En realidad, los gobiernos europeos y las instituciones comunitarias no solo están eliminando y suspendiendo derechos, también están reconfigurando quiénes son sujetos de derecho y quienes quedan fuera de la categoría de seres humanos. Y eso provoca una nueva etapa en la desregulación del sistema internacional de los derechos humanos. Todo ello tiene una profunda conexión con esa lógica colonial y racista que promueve diferentes derechos para diferentes categorías de personas. Como afirma Camps, “el Sáhara y el Mediterráneo son las auténticas cámaras de gas del siglo XXI”.
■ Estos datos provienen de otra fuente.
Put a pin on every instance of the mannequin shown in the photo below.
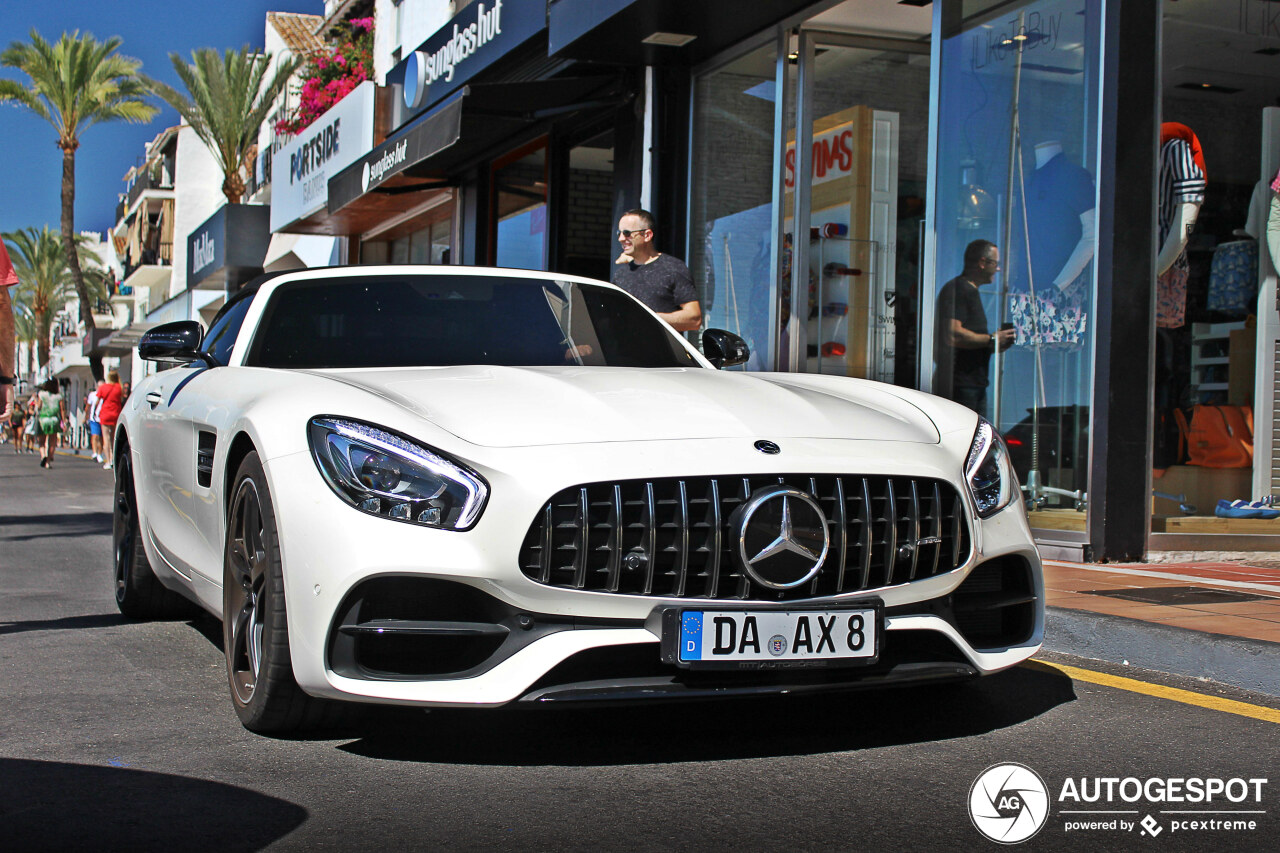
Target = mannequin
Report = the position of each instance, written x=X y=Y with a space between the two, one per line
x=1182 y=192
x=1274 y=224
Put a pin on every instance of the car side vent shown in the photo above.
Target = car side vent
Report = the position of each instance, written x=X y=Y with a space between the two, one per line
x=205 y=443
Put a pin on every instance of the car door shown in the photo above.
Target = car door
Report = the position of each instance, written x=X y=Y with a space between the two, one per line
x=199 y=415
x=163 y=445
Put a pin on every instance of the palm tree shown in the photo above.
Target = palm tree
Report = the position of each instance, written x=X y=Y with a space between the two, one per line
x=45 y=281
x=229 y=100
x=76 y=83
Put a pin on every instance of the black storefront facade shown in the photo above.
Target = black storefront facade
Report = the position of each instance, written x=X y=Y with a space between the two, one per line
x=864 y=142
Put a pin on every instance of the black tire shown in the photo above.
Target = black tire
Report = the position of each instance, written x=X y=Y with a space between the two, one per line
x=255 y=626
x=138 y=593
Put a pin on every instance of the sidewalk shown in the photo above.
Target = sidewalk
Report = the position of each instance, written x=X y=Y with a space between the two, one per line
x=1219 y=620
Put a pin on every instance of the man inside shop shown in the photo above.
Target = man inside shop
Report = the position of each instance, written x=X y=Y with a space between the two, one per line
x=658 y=279
x=961 y=342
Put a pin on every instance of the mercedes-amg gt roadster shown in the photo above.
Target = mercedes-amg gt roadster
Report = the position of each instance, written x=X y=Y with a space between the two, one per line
x=443 y=486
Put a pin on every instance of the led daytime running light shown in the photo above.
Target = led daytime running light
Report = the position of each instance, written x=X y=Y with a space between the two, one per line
x=396 y=479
No obstante, conviene recordar que las normas internacionales de derechos humanos no avalan bajo ningún concepto que organizaciones de la sociedad civil sean procesadas por prestar ayuda a personas refugiadas y migrantes a lo largo del continente europeo. Si la equidad es un valor vinculado a las políticas públicas, la solidaridad se une directamente con los núcleos esenciales de los derechos humanos, y las personas y organizaciones sociales tienen todo el derecho y el deber de ponerla en práctica, ya que es una exigencia ética ineludible. Es más, prestar ayuda a quien la necesita, más allá de su situación administrativa, está perfectamente adecuado a la filosofía del Derecho Internacional de los Derechos Humanos. Así lo reflejan las convenciones internacionales sobre refugiados, la Declaración sobre los defensores de los derechos humanos en conexión con la Declaración Universal de los Derechos Humanos, el Pacto Internacional de Derechos Civiles y Políticos, el Convenio Europeo de Derechos Humanos y el Derecho del Mar, junto a los diferentes informes presentados por el Relator Especial de la ONU sobre la situación de los defensores de los derechos humanos.
Por eso, ayudar a los personas a cruzar el Mediterráneo en la actual situación de reiterado incumplimiento institucional y ausencia de políticas a favor de los derechos humanos es perfectamente legítimo, más allá de la legalidad comunitaria y nacional que prioriza las repatriaciones y “las devoluciones en caliente”. De ninguna manera la ayuda humanitaria y la solidaridad entre seres humanos puede ser ilegal. Como dijo la líder del movimiento sufragista Emmeline Pankhurst en 1908 al jurado que la estaba juzgando, “estamos aquí no por quebrantar las leyes, sino por nuestros esfuerzos por crear nuevas leyes”.